Pause for thought…why are we often nicer to perfect strangers than we are to the people we love? I’m just as guilty as the next person who is guilty of this. I can be purely comforting at the drop of the hat to anyone outside of my immediate family. However, my default position is to offer guidance when my children come to me for comfort. (I’m working on it! Who wants advice in the middle of hurt feelings, for Pete’s sake?)

Husband’s Response:
When I’ve shared hurt feelings with husband, he would minimize my feelings, and spend a lot of time explaining why he was right to do what he did. Or, explain how he could have done something much worse. He has said a few times, “I could get a piece of ass any time I want to, but I haven’t.” Wow. This would be to explain even though he took women on dates and carried on emotional phone/internet affairs, it could have been much worse. That’s never worked. He just didn’t quite get that. He’s having to learn how to empathize. As bad as I am at sharing something small without freaking out or saying it poorly…he is equally new to seeing something from someone else’s perspective.

What we’re practicing: We practice sharing our feelings. We practice moving towards each other instead of away. We practice holding hands, and saying I love you, and all sorts of other meaningful ways to show love and affection. The best I can do consistently so far is answer “no”, when husband asks if I’m okay. He’s doing a super asking that question, and it means so much more than just “are you okay”. It means he loves me and wants to know how I’m doing, and he’s ready to hear it if I’m ready to try to say it. So far, it’s very difficult for me to say why I’m sad. I don’t want to make my husband sad. The painful answer to his question is usually that I’m just having a bad day, flooded with too many memories of things I can’t un-see and can’t unread that husband has said to another. He’s willing to try to learn empathy. I will keep trying to practice.

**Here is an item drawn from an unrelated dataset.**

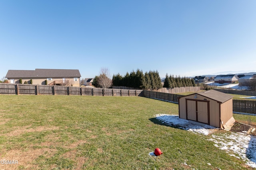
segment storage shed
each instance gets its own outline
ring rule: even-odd
[[[229,129],[233,117],[232,96],[211,90],[178,98],[179,117],[222,129]]]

We’re two people who are trying to build new tendencies together so we can have a loving and fulfilling relationship. As I practice building my new skills, it gives him the chance to practice building his, too.

Two Thoughts to close this post out….

Thought One: If just one of us would have had healthier tendencies to bring to the table, we’d have been able to model healthiness for the other person to learn from. We’ve been married for 32 years. We’ve basically grown up together. We just didn’t bring very healthy relationship skills to our marriage.

Thought Two: Finding the root cause sounds like I’m just making my own behavior someone else’s fault. That’s really not it. I own my lack of skills. The “root cause” work has helped me understand myself better, understand why I became the person I did, and what internal dialogues I need to change inside myself. It’s really hard work, but it is worth it.

Reminder: I’m not a doctor, counselor, psychologist, or even someone who has been in years of therapy. I’m using my examples as illustrations, and not “how to” for improving someone else’s relationships.